Se constituyó en un tema "nacionalista y de interés general", con un consumo superior y prioritario por sobre las advertencias que, ese mismo día, efectuaba la presidenta de la Nación, María Estela Martínez de Perón, a sindicatos y militares, por atisbos tendientes a alterar el orden constitucional.
La pelea de Víctor Galíndez ante Len Hutchins, el 7 de diciembre de 1974, por el título semipesado (AMB) dejado vacante por Bob Foster, constituye un recuerdo intacto en el calendario deportivo del país.
Galíndez tenía 26 años y una imagen resistida por el asistente al Luna Park. Su desfachatez, su extremada confianza y la división de simpatías que provocaba en el público su rivalidad con Avenamar Peralta, lo convertían en un reo pugilístico que debía rendir exámenes constantemente.
Sin embargo, aquella noche de 1974 fue distinta a todas y por primera vez en su vida Galíndez fue un producto autóctono y genuino de la garra argentina.
Con un tobillo destrozado por un accidente motociclístico, con la angustia que le provocaba llegar a los 79,378 kg, el límite de la categoría, por su adicción a las bebidas gaseosas y con un récord de 33 victorias, 6 reveses, 4 empates y dos combates sin decisión, barría a Hutchins, a quien, tras derribar en el 1º, 4º, 8º y 12º, obligó a desertar ante el campanazo del round 13.
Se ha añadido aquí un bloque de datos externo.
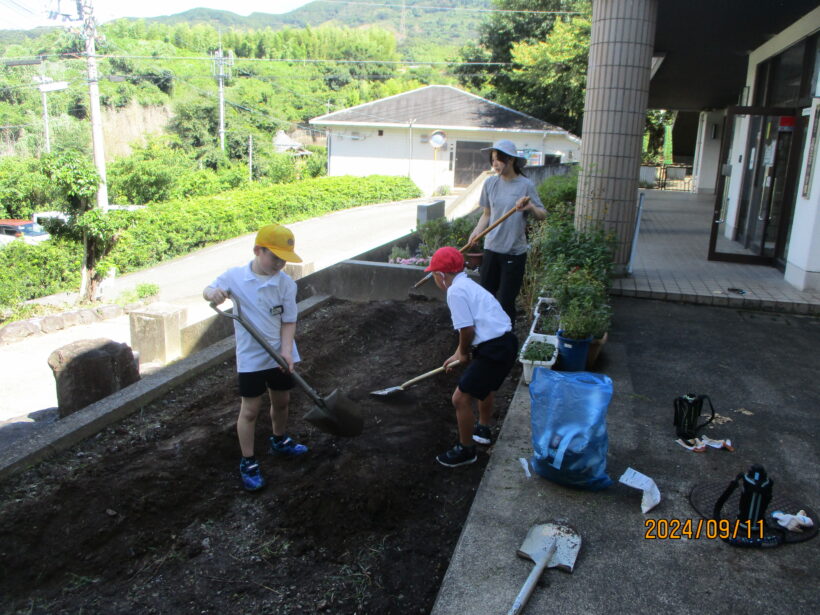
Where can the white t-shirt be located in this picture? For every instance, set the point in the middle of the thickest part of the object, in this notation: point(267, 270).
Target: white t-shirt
point(471, 305)
point(267, 302)
point(499, 195)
Galíndez era fuego y corazón. Era precisión en combinaciones de corta y media distancia; sentía la pelea y la temperatura de su propia sangre sobre la piel, transformándose en un toro indomable.
Expuso en el ring todo el desprecio social que digirió en sus tiempos de lustrabotas por las calles de Luján o en las aceleradas a fondo de su desvencijado Fiat 600 rojo, con un leopardo dorado grabado en su guardabarros, a la salida del "Besada Boxing Club", frente a la estación de Morón.
Se convirtió, ya consagrado, en un símbolo, y dejó un legado para los campeones que lo sucedieron: ofrendar hasta el alma cuando se compite por la bandera nacional. Nadie como él, en más de 100 años de historia de nuestro boxeo, asumió aquel mandato de "sangre, sudor y lágrimas" a la hora de batallar en un combate de boxeo.
Es uno de los cinco mejores campeones de todos los tiempos. Sobrevivió a la sombra y al mismo tiempo de Carlos Monzón, y a pesar de ello no resignó valores. Ni humanos ni deportivos.